Arshia Fatima Haq

The Second Coming of Fatima

November 16 - December 21, 2019

When the land of flowers required blood,
Our throats were the first to be cut
Still, the owners of the garden say,
This land is ours, and not yours.

 

The Koh-i-Noor, or Mountain of Light, is perhaps one of the most storied gems in the world. Originally sourced from the Golconda mines of Andhra Pradesh in the 18th century, the diamond now rests amongst the British Crown Jewels, after passing through several bloodied hands and developing the reputation of bringing ill fate to the men who possessed it. Lore that grew up around its misfortune says that it is meant to be worn only by gods and women. Fifty years after Briish laqyer Cyril Radcliffe’s midnight drawing of an arbitrary line splitting the subcontinent in two – an ill-informed cartographic gesture which resulted in large scale violence, mass rape, a mortality toll of 2 million and the displacement of 14 million – both India and Pakistan continue to request the repatriation of this jewel, amongst other stolen artifacts.

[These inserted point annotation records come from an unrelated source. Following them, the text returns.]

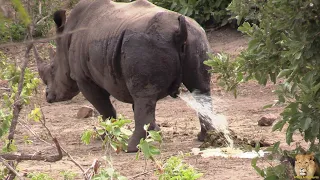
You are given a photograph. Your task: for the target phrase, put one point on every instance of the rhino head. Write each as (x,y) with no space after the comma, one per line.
(56,74)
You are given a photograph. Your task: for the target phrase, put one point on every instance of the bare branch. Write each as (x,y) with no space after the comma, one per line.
(4,162)
(17,105)
(140,174)
(36,157)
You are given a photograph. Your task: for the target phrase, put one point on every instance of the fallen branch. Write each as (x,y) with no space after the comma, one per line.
(4,162)
(35,157)
(43,121)
(50,134)
(140,174)
(17,105)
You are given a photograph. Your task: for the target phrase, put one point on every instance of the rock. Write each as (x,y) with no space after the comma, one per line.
(85,112)
(267,120)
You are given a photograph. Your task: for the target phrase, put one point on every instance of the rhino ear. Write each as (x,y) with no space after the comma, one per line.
(59,18)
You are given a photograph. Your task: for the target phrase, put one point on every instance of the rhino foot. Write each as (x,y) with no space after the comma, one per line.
(201,136)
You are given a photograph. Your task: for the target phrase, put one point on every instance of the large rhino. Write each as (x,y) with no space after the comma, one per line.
(137,52)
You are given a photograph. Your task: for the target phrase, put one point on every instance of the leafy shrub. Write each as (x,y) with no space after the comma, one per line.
(246,10)
(203,11)
(12,31)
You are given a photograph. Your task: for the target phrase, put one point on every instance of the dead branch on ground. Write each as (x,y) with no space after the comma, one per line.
(36,157)
(17,105)
(4,162)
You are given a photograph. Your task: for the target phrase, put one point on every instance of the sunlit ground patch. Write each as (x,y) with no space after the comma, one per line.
(221,141)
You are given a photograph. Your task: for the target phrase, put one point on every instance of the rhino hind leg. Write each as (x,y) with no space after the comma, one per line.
(98,97)
(144,113)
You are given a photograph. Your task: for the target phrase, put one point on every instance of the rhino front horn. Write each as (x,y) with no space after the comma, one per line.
(40,63)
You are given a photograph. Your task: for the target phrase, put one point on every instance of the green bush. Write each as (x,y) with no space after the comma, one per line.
(203,11)
(12,31)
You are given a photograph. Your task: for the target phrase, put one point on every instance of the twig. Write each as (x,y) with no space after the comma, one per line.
(36,157)
(11,168)
(17,105)
(43,122)
(140,174)
(94,167)
(37,136)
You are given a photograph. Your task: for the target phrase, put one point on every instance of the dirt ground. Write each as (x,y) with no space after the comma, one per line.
(178,122)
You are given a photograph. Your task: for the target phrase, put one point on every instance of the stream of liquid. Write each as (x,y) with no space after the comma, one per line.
(203,105)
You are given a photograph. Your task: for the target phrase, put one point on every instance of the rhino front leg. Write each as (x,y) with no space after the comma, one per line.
(206,100)
(153,124)
(98,97)
(144,113)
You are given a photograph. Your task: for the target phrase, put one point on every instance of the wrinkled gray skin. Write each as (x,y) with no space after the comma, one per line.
(136,52)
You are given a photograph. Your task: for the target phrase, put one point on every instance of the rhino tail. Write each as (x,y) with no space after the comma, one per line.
(115,65)
(181,35)
(180,39)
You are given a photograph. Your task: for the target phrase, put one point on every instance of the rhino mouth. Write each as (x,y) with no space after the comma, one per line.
(51,98)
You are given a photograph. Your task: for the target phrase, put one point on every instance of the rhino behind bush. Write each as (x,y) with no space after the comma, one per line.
(137,52)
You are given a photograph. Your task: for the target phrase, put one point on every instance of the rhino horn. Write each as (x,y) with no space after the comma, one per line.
(52,53)
(40,63)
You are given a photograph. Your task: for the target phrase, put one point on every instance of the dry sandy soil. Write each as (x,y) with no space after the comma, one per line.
(179,125)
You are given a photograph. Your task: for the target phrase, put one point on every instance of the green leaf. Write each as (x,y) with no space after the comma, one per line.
(268,106)
(272,177)
(155,136)
(254,165)
(284,72)
(315,128)
(279,125)
(86,136)
(305,123)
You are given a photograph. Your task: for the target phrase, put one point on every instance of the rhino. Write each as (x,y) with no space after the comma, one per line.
(136,52)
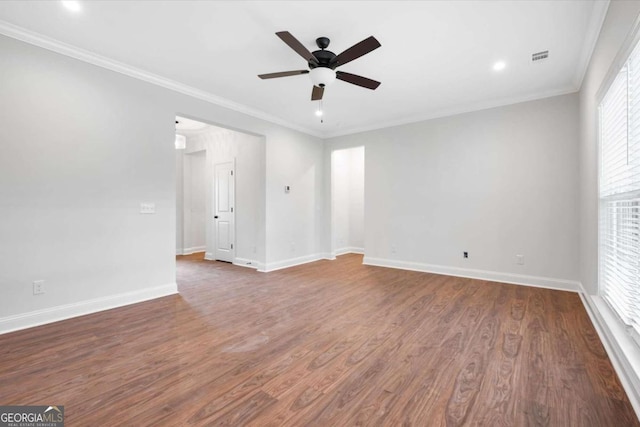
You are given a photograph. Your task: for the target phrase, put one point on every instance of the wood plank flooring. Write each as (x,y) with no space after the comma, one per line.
(330,343)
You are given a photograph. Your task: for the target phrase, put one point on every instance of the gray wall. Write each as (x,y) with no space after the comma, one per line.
(495,183)
(82,147)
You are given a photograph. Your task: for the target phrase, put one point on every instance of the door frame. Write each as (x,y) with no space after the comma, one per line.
(234,210)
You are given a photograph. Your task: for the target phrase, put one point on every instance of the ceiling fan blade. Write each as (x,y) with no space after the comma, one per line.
(357,80)
(316,93)
(294,44)
(356,51)
(283,74)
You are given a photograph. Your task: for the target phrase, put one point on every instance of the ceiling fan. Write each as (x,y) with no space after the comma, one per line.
(322,63)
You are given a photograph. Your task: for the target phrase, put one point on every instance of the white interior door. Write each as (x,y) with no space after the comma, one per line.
(223,215)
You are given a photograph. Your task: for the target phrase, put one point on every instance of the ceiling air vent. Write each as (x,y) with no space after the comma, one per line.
(539,56)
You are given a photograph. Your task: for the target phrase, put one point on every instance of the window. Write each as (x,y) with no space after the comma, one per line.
(619,194)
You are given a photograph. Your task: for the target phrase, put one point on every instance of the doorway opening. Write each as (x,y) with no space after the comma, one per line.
(347,201)
(219,193)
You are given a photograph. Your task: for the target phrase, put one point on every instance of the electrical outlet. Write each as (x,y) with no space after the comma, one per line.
(38,287)
(147,208)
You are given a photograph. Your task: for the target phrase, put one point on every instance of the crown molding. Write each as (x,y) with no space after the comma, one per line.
(45,42)
(454,111)
(598,14)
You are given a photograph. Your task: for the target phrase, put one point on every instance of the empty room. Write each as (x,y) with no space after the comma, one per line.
(327,213)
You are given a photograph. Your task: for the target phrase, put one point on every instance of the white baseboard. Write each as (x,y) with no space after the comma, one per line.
(67,311)
(349,250)
(196,249)
(278,265)
(245,262)
(495,276)
(623,352)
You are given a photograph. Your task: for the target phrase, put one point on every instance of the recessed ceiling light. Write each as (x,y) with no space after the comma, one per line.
(499,66)
(72,5)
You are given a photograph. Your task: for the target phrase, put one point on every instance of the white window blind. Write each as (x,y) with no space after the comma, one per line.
(619,194)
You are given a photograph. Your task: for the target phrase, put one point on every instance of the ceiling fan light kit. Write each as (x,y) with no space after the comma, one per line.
(322,63)
(322,76)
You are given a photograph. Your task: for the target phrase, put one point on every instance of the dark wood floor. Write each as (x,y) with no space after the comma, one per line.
(331,343)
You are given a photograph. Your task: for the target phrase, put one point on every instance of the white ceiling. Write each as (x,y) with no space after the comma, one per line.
(436,56)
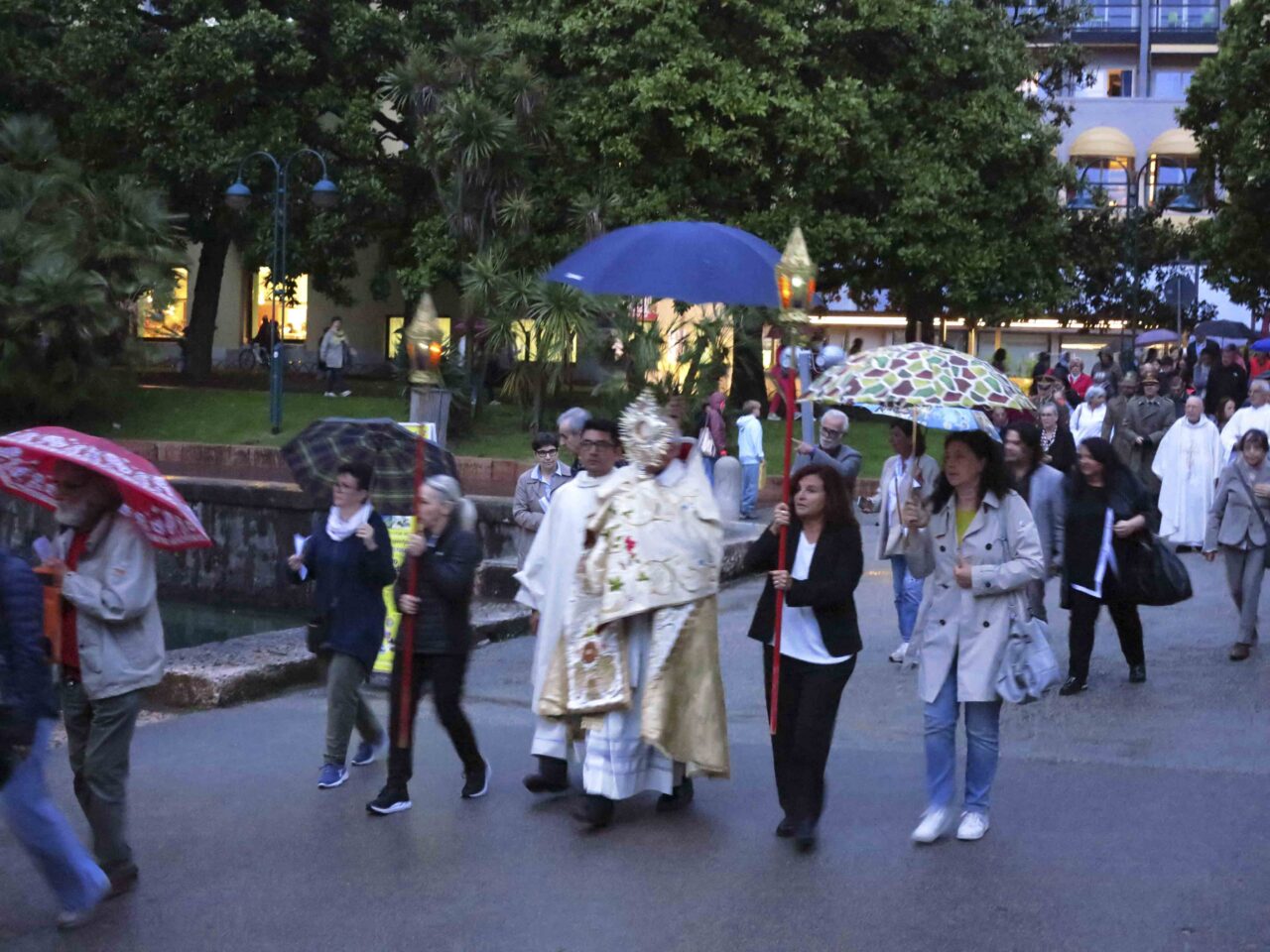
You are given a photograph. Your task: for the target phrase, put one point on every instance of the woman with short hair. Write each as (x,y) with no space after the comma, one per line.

Artist Arshia Haq, whose work considers this moment and the many centuries of violence that led to its manifestation, centers the embodiment of mourning as a way to reconstruct her and her collective relationship to pain, loss, and violence. Women, in particular, were brutally objectified in the pursuit and desire for nationalism upon colonialism; their bodies sacrificed for a precarious future. Haq harnesses the affect of this historical trauma and creates a room for reflection. The result is a haunting installation that speaks to the complexities of the erasure and validation of women. In a room coated the color of the earth lies an arsenal of gilded throats, the jewels which are also the vessels of severed or silenced speech. Sitting on pedestals, the pieces are fragments of the violated body worthy of reverence, an homage to the physical costs of the colonial acquisition and appropriation of women’s jewelry, wealth, and worth in the Indian subcontinent. Acquisition, on an intimate and institutional level, is explored here through the lack of repatriation of collection objects in Western museums and the violation of female intimacy, rites, and rights.

A sound piece entitled, The Second Coming of Fatima, made in collaboration with artist Nour Mobarak, merges a sonic rendition of the above Urdu poem with field sounds, from bird songs of the Deccan plateau to news broadcasts as well as more guttural evocations. Fatima, the only daughter of the prophet Muhammad, is an iconic figure in the Muslim female pantheon. Haq’s installation pays homage to historical, religious, and mythical female characters, through which she gives form to the amorphous and nebulous process of mourning. Loss erupts from within the earthen soil, and grieving those sacrificed becomes a release, a cathartic rupture that yearns to heal.


Arshia Fatima Haq (born in Hyderabad, India, based in Los Angeles, CA) works across film, visual art, performance and sound. She is interested in counter-archives, speculative documentaries, and the blurred lines between fact and fiction, and is currently exploring themes of embodiment and mysticism, particularly within the Islamic Sufi context. Her body of work stems from the complexities of inhabiting multiple personas – woman, Muslim, immigrant, citizen – and is conceptualized in feminist modes outside of the Western model. Narrative threads include migration, celebration, warfare, nostalgia, homeland, and borders, often within realms of Islamic influence, through both traditional forms and kaleidoscopic reinventions via pop culture. She is the founder of Discostan, a collaborative decolonial project working with cultural production from the SWANA (South and West Asia and North Africa) region.

Haq's work has been featured at Museum of Contemporary Art Tucson, the Station Museum of Contemporary Art, Broad Museum, LACE, Toronto International Film Festival, MOMA New York, Hammer Museum, LAXArt, Centre Georges Pompidou, and the Pacific Film Archive. Currently, she hosts and produces monthly radio shows on Dublab and NTS, and recently released an album of field recordings from Pakistan on the Sublime Frequencies label. She received her MFA in Film and Video from California Institute of the Arts in 2005, and is a recipient of the California Community Foundation Visual Artist Fellowship, the Rema Hort Mann Emerging Artist Grant, and the Onassis AIR Fellowship.

The Second Coming of Fatima, 2019. Gypsum, gold leaf, velvet, powdered mica, dirt.